Para além do impacto na empresa, uma mudança mal gerida gera graves custos humanos através do aumento do risco de depressão e da intensificação das pressões psicossociais, como a sobrecarga de trabalho, a diminuição do controlo e a ruptura dos sistemas de apoio que afectam particularmente os bons gestores. O relatório “State of the Workforce Report Winter 2025:Ch-ch-ch-ch-Changes: Workforce Change Readiness and Psychosocial Riskda meQuilibrium [meQ], uma organização que utiliza a ciência preditiva para dar aos líderes uma visão clara do desempenho dos seus colaboradores, analisou os resultados de 6724 trabalhadores, gestores e executivos de topo de RH a fim de fornecer informações práticas para criar resiliência à mudança e proteger o bem-estar dos trabalhadores neste ambiente dinâmico.

E uma das principais conclusões do relatório diz respeito ao facto de a escassez de gestores poder estar a agravar-se. Um outro estudo, intitulado “Mental Health at Work: Managers and Money”, da HKG, [HR, Payroll, & Workforce Management Solutions] citado pela Fast Company, conclui que para além das expectativas mais elevadas em relação ao seu desempenho, os gestores têm exigências emocionais 59% mais elevadas do que os membros da sua equipa, muitas vezes, enfrentam estes riscos elevados de forma isolada, sendo 12% menos provável que recebam apoio quando precisam. Os riscos são também precursores conhecidos do burnout, da falta de empenho e da desistência. A UKG concluiu que quase metade dos gestores intermédios admite a probabilidade de se demitir no prazo de um ano devido ao stress.

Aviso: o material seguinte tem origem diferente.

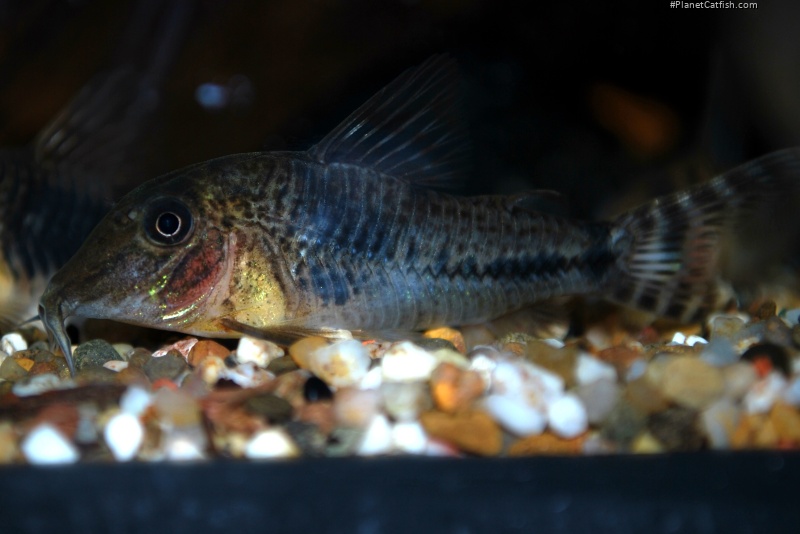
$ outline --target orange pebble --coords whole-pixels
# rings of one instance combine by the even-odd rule
[[[171,389],[172,391],[178,390],[178,384],[170,380],[169,378],[159,378],[155,382],[153,382],[152,390],[158,391],[161,388]]]
[[[772,360],[768,356],[757,356],[753,359],[753,366],[759,378],[764,378],[772,372]]]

Porque é tão difícil realizar uma gestão da mudança eficaz?

O estudo em causa mostra um padrão hierárquico claro na forma como os diferentes níveis organizacionais percepcionam e respondem à mudança. Os executivos de topo de RH demonstram consistentemente a orientação mais positiva para a mudança, apresentando as pontuações mais elevadas em termos de clareza de objectivos (82,6%), “compostura” emocional (83,3%) e percepção dos benefícios pessoais da mudança (63,4%).

Já os gestores da amostra da meQ ocupam uma posição intermédia, apresentando atitudes moderadamente positivas, mas com pontuações notoriamente mais baixas do que os executivos de RH em todas as medidas, com quase um quarto (24%) a referir que a mudança os deixa inseguros quanto à forma de proceder.

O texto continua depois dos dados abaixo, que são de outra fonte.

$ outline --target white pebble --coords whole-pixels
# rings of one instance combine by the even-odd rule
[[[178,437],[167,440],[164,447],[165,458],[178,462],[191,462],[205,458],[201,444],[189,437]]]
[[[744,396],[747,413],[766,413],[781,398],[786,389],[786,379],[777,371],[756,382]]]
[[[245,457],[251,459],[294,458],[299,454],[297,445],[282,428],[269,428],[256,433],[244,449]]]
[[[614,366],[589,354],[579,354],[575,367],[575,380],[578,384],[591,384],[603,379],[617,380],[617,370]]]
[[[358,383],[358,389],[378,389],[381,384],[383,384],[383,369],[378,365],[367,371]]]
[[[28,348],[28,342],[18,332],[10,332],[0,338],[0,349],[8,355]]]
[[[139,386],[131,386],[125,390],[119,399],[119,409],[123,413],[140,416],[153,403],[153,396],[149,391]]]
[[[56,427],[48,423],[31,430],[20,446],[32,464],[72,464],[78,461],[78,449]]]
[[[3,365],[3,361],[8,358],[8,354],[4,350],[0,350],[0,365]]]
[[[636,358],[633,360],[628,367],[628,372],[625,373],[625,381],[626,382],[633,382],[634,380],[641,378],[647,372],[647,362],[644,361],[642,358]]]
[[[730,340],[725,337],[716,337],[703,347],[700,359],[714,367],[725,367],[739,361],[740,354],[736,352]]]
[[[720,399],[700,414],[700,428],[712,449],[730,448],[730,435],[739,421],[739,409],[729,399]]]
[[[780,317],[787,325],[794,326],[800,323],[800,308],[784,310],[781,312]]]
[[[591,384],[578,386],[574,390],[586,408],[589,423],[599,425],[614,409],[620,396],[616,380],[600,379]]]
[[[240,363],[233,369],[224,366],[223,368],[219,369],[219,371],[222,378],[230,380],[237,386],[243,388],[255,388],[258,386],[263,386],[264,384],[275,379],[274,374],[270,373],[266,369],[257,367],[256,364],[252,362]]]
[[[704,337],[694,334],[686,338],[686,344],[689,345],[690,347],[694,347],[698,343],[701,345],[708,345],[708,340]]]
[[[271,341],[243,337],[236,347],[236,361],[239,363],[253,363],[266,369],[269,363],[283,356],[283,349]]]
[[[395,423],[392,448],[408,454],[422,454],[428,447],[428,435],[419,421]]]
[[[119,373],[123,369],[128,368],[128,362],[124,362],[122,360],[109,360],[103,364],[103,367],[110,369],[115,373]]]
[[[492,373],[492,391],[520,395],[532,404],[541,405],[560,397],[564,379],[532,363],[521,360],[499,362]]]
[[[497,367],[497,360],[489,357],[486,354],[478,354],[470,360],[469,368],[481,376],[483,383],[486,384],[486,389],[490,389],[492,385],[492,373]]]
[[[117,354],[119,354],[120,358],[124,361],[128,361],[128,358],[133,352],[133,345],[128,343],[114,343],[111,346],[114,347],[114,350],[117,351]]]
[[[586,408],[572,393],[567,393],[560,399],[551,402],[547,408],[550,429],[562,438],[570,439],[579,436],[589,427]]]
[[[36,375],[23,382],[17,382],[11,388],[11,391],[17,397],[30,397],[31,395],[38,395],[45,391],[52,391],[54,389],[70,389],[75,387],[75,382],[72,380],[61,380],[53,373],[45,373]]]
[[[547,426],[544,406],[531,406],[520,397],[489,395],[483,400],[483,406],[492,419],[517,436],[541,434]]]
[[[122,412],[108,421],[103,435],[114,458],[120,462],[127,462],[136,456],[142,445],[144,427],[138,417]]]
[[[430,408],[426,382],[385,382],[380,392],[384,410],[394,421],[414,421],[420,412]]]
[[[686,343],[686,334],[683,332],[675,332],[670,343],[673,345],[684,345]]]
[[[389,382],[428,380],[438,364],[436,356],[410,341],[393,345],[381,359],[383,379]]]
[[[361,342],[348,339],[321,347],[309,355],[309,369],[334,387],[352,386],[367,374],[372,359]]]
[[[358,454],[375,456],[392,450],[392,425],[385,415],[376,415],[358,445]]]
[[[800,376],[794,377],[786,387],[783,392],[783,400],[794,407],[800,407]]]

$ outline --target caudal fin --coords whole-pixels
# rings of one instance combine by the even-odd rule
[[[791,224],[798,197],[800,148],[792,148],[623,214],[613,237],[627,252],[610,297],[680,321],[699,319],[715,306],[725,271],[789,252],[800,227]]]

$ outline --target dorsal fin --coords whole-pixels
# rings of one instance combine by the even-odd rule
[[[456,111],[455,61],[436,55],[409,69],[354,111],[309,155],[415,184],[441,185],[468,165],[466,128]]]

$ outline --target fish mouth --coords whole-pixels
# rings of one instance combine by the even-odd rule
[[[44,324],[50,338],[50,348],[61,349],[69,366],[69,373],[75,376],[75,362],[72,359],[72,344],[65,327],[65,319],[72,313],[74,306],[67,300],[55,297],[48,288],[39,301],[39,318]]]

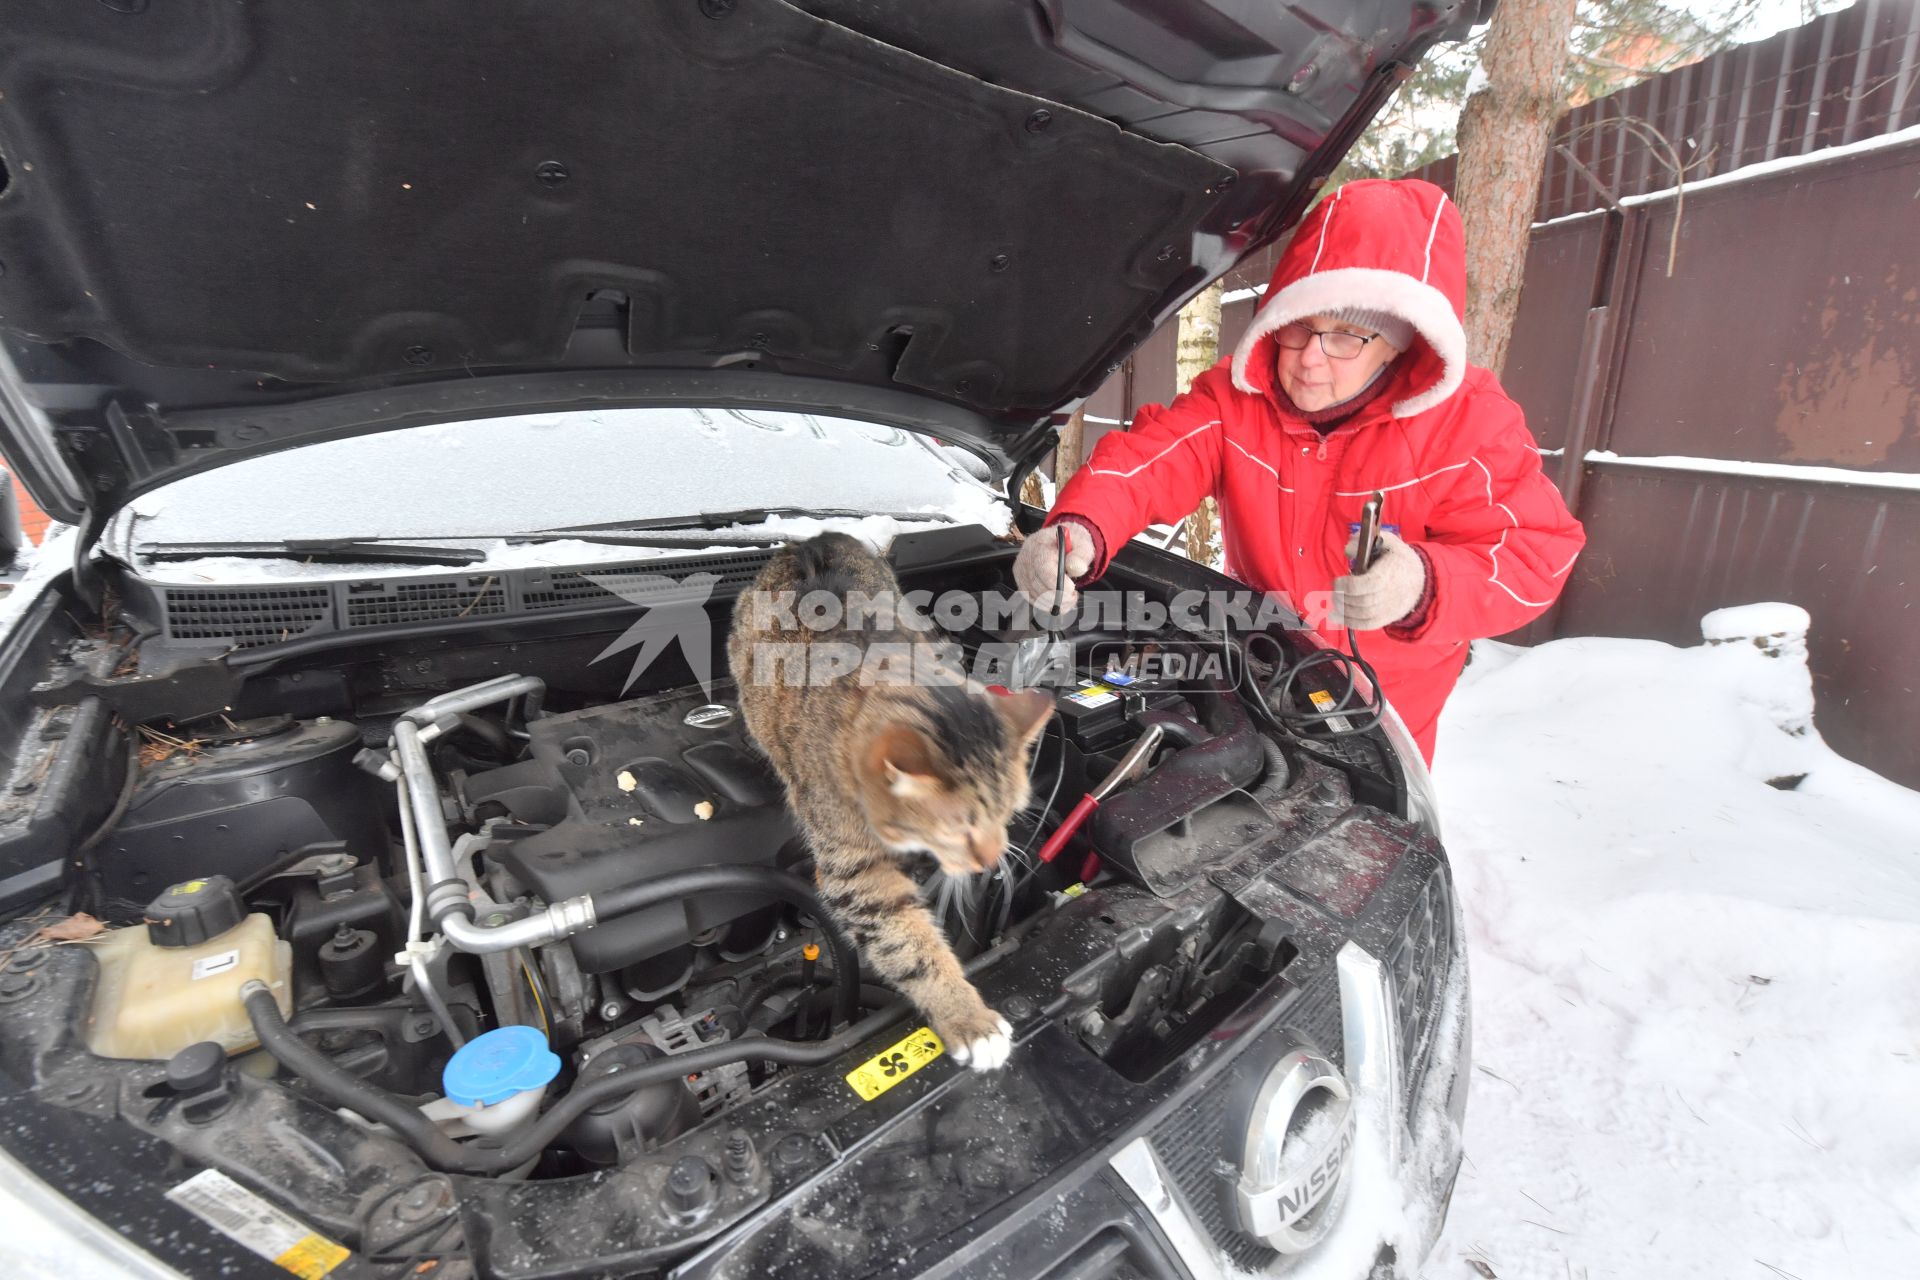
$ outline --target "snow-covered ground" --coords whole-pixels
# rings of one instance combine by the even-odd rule
[[[1427,1280],[1920,1275],[1920,794],[1779,729],[1808,697],[1751,645],[1475,647],[1436,769],[1468,1164]]]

Os colaboradores individuais da amostra meQ apresentam a orientação mais reservada em relação à mudança, bem como os níveis mais elevados de ansiedade, com 34% a expressarem incerteza sobre como proceder durante as mudanças e revelando uma menor abertura às mesmas. Esta forte divisão na prontidão para a mudança apresenta riscos significativos para a sua implementação, uma vez que os próprios trabalhadores encarregados de a executar na linha da frente – colaboradores individuais e as suas chefias diretas (os gestores) – parecem ser os menos equipados para navegar com êxito no processo de transformação.

Os principais resultados do estudo concluem que:

  • Existe um perigoso desfasamento entre líderes e demais trabalhadores no que respeita à preparação para a mudança

Os líderes de topo demonstram uma elevada confiança na gestão da mudança, enquanto os colaboradores individuais revelam uma ansiedade e incerteza significativas. Esta diferença cria um risco real, uma vez que os responsáveis pela execução das mudanças se sentem menos preparados para as gerir. Os dados mostram que a desconexão se manifesta em métricas concretas: 34% dos colaboradores individuais expressam incerteza quanto à gestão da mudança, em comparação com taxas muito mais baixas entre os gestores responsáveis pelas mesmas.

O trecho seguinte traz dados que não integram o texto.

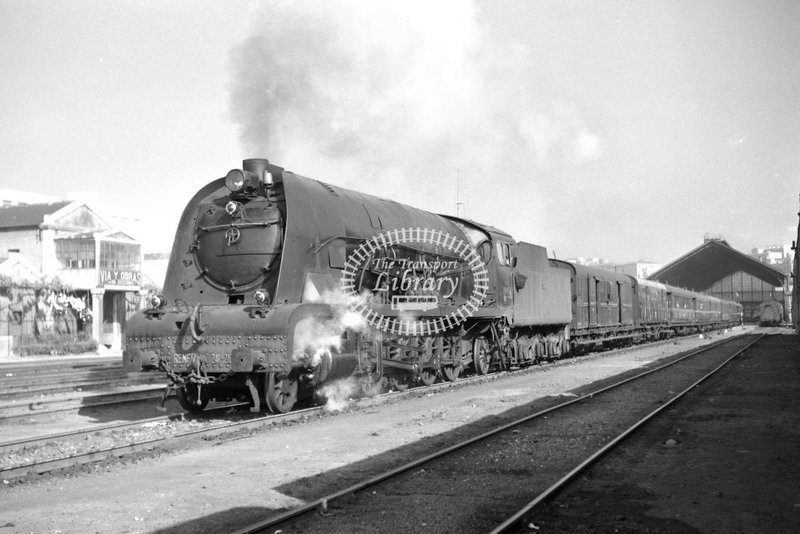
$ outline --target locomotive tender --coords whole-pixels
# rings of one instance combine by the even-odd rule
[[[737,303],[248,159],[189,201],[123,363],[165,371],[187,410],[282,413],[341,378],[403,389],[740,323]]]

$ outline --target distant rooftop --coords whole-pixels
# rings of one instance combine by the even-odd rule
[[[68,200],[46,204],[20,204],[0,208],[0,228],[28,228],[39,226],[45,215],[57,212],[71,204]]]
[[[742,254],[724,239],[709,239],[651,274],[656,280],[693,291],[703,291],[726,276],[743,271],[774,287],[783,285],[784,274],[760,261]]]

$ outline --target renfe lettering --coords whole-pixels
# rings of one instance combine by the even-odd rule
[[[192,360],[195,358],[199,358],[201,362],[208,363],[212,366],[228,366],[231,365],[231,355],[230,354],[197,354],[197,353],[185,353],[185,354],[178,354],[177,352],[172,355],[172,363],[174,365],[189,365],[192,363]]]

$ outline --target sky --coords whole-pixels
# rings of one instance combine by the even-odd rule
[[[253,157],[559,258],[796,237],[793,0],[0,0],[0,51],[0,189],[146,253]]]

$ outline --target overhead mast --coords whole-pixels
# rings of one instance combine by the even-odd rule
[[[455,215],[458,218],[464,218],[464,207],[467,203],[463,197],[463,188],[461,186],[461,169],[456,169],[456,198],[455,198]]]

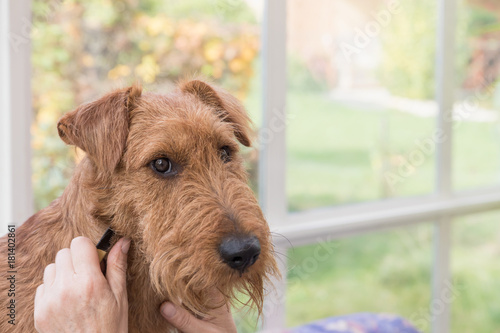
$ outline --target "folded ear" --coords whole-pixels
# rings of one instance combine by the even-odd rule
[[[250,147],[251,120],[241,103],[228,92],[201,80],[191,80],[180,84],[182,92],[198,97],[203,103],[213,107],[222,120],[231,123],[234,135],[241,144]]]
[[[141,93],[141,86],[135,84],[66,113],[57,124],[59,136],[85,151],[102,172],[113,172],[125,149],[128,112]]]

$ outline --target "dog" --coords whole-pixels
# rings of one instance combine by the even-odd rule
[[[16,230],[16,325],[4,314],[0,332],[35,332],[45,266],[73,238],[97,243],[108,228],[132,240],[130,332],[175,331],[159,311],[167,300],[205,316],[222,305],[210,297],[213,288],[228,303],[246,294],[261,313],[266,281],[279,273],[247,185],[239,149],[251,146],[252,126],[235,97],[199,79],[168,94],[134,84],[63,115],[57,129],[85,157],[61,197]],[[7,248],[6,235],[0,252]],[[0,281],[3,296],[9,285]]]

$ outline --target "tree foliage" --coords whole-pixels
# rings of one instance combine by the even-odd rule
[[[380,78],[391,93],[409,98],[434,96],[436,1],[401,0],[382,34]]]
[[[212,78],[243,98],[259,52],[258,33],[243,1],[35,0],[37,208],[61,194],[77,158],[57,136],[64,112],[134,81],[166,91],[194,75]]]
[[[455,81],[463,82],[470,60],[468,46],[471,26],[477,24],[476,11],[462,4],[456,26]],[[381,36],[383,60],[379,77],[394,95],[432,99],[436,91],[437,2],[401,0],[401,12]]]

  • A geração Z apresenta desafios crescentes no bem-estar da força de trabalho e na gestão da mudança

À medida que a Geração Z ocupa uma parte cada vez maior da força de trabalho, apresenta padrões preocupantes nas métricas de bem-estar e de preparação para a mudança. Os dados revelam que os trabalhadores da Geração Z têm 64% mais probabilidades de se debaterem com a (falta de) motivação matinal, 25% mais probabilidades de declararem estados de esgotamento e 50% mais probabilidades de sofrerem um elevado stress no trabalho, em comparação com os colegas mais velhos.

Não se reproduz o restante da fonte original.